River Ribble in Poetry and Literature - Service and Belloc in the Mud
Poet Robert Service was born in Preston, and I like to think he played in the River Ribble’s mud as a child. That’s what I think inspired his poem ‘Mud’:
Mud is Beauty in the making,
Mud is melody awaking;
Laughter, leafy whisperings,
Butterflies with rainbow wings;
Baby babble, lover's sighs,
Bobolink in lucent skies;
Ardours of heroic blood
All stem back to Matrix Mud.
Mud is mankind in the moulding,
Heaven's mystery unfolding;
Miracles of mighty men,
Raphael's brush and Shakespear's pen;
Sculpture, music, all we owe
Mozart, Michael Angelo;
Wonder, worship, dreaming spire,
Issue out of primal mire.
In the raw, red womb of Time
Man evolved from cosmic slime;
And our thaumaturgic day
Had its source in ooze and clay . . .
But I have not power to see
Such stupendous alchemy:
And in star-bright lily bud
Lo!

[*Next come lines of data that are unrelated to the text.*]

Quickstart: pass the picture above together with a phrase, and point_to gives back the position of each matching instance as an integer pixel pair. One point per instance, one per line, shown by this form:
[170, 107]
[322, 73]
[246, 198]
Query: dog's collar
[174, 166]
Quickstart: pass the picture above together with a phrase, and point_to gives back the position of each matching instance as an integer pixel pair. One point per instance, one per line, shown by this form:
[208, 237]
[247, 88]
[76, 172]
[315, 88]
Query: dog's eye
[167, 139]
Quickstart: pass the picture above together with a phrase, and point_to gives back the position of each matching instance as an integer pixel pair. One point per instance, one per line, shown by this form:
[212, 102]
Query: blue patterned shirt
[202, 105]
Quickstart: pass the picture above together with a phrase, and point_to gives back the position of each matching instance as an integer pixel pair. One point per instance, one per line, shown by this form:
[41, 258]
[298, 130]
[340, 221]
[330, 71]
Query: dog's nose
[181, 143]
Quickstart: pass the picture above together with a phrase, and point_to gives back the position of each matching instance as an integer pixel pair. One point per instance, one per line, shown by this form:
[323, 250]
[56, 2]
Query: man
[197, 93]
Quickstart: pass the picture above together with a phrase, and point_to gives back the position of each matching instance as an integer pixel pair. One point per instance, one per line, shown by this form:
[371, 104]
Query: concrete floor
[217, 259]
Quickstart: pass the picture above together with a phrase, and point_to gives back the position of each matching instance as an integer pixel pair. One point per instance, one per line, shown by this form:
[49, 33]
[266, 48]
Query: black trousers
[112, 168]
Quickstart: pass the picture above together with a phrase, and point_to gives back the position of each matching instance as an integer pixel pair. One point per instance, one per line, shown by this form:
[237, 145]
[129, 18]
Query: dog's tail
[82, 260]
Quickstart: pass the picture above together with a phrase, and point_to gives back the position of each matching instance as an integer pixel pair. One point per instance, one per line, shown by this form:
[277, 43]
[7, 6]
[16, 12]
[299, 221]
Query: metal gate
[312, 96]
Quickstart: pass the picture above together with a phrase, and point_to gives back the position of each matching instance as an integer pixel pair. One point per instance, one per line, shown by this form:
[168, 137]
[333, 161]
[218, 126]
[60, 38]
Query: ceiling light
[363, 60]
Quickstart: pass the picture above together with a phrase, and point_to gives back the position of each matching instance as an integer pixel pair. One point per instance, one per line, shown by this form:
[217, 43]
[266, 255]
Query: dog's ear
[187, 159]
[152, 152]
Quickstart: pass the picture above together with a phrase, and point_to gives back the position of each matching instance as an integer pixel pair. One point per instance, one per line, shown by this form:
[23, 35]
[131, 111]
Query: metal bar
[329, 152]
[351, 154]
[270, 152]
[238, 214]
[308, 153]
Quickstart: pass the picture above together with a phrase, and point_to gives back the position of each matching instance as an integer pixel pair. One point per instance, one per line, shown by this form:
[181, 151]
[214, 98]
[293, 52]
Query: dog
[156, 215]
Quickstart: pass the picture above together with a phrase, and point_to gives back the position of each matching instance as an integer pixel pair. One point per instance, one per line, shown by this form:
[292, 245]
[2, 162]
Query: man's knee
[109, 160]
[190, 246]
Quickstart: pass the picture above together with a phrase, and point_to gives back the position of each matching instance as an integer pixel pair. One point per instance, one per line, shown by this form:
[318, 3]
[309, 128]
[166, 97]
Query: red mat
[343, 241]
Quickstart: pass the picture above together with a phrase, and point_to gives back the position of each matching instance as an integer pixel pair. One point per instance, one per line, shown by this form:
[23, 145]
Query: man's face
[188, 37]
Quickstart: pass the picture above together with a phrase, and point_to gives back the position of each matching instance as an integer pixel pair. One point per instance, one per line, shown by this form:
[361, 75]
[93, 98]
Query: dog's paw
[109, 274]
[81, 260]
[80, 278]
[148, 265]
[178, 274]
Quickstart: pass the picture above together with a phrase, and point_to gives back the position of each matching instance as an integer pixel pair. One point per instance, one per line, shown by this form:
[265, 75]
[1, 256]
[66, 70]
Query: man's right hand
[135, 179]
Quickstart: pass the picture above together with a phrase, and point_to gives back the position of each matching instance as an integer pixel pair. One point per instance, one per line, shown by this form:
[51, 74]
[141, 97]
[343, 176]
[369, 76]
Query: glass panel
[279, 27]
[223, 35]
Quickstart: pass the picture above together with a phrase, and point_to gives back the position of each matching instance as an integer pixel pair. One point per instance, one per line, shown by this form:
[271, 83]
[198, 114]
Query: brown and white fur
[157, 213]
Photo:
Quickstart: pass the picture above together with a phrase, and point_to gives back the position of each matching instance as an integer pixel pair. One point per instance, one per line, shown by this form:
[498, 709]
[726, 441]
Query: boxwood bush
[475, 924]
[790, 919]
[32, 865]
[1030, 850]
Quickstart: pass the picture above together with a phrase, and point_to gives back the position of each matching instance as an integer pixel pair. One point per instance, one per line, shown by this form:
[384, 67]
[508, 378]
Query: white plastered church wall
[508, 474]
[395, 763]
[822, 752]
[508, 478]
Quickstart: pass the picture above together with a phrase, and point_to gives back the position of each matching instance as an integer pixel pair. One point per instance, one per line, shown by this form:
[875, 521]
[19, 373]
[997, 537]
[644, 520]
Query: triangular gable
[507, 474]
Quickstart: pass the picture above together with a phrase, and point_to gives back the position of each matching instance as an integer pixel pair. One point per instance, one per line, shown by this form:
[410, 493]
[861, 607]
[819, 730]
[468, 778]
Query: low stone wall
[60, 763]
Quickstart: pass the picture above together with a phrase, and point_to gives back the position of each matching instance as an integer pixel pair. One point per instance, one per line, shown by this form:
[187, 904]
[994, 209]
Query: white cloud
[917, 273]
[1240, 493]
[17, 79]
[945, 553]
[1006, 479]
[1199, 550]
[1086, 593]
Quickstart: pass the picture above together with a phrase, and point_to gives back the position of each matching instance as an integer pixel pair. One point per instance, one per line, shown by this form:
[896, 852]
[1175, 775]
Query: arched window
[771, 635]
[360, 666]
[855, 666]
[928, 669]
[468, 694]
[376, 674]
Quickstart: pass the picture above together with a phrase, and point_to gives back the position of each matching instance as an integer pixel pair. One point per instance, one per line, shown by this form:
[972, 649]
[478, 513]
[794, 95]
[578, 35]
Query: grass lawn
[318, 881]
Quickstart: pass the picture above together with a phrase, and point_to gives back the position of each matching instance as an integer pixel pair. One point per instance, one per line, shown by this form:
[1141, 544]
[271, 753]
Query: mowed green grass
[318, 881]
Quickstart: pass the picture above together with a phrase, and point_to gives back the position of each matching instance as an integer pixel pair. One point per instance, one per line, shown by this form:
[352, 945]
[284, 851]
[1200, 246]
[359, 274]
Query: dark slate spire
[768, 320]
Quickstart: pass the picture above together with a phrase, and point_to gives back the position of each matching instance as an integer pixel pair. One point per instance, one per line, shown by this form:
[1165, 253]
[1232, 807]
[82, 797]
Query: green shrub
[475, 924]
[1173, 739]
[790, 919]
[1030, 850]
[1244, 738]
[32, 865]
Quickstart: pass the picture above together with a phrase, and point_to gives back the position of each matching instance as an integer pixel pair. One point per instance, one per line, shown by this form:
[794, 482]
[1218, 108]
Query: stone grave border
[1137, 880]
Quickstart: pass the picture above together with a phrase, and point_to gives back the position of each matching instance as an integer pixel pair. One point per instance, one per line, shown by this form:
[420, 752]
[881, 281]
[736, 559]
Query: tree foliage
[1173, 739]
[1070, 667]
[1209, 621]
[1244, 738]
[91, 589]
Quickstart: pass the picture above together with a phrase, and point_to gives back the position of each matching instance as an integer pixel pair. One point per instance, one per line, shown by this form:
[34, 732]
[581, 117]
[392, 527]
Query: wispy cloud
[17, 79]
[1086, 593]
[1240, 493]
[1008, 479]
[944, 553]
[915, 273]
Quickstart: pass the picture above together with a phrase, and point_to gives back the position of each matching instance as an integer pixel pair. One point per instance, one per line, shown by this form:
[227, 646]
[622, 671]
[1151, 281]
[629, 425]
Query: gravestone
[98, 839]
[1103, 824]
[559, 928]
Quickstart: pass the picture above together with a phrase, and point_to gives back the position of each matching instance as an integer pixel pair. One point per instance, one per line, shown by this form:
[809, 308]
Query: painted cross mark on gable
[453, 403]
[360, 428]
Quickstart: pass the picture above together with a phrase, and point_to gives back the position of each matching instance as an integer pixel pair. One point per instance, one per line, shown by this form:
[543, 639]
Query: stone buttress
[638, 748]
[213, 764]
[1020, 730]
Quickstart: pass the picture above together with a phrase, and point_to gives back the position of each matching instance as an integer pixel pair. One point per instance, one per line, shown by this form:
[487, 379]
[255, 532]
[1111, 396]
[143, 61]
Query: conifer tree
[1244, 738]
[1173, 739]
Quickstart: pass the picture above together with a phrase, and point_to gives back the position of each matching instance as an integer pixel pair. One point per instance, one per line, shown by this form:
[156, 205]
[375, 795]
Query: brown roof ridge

I worship Mother Mud.
The people who back Riverworks don’t have any poetry in their souls, and cannot see the beauty, or the key importance to wildlife (and children) of the Ribble’s mud - lets not drown it, cover it with concrete, or impede it's journey to the Ribble Estuary!
A redshank enjoys the Ribble's Mud
And here is what Hilaire Belloc had to say about the Ribble:
"The sources of the Ribble are in a lonely place up in a corner of the hills where everything has strange shapes and where the rocks make one think of trolls. The great frozen Whernside stands up above it, and Ingleborough Hill, which is like no other hill in England, but like the flat-topped Mesas which you have in America, or (as those who have visited it tell me) like the flat hills of South Africa; and a little way off on the other side is Pen-y-ghent, or words to that effect. The little River Ribble rises under such enormous guardianship. It rises quite clean and single in the shape of a little spring upon the hillside, and too few people know it."
If you know of a reference from great literature or poetry to the River Ribble, please feel free to post it here!
By the way, on the subject of the Ribble's muds and silts, a great letter from C.P. Wash was published in today's Lancashire Evening Post:
"The fact is ... that regardless of how far up river of the Special Protection Area and RAMSAR site a barrage might be situated, and regardless of whether it is a few metres high or several, or the incoming tide washes over the top or not, it would still create a barrier to the movement of silts down the river, and therefore reduce the silt-bound nutrients to the SPA/RAMSAR site that the tidal nature of the river currently replaces twice a day.
This would deplete this delicate ecosystem, and thus significantly damage an internationally protected bird habitat"
Keep those letters going in to the papers - if enough people speak up, perhaps the council will start to see what is blindingly obvious to everyone else!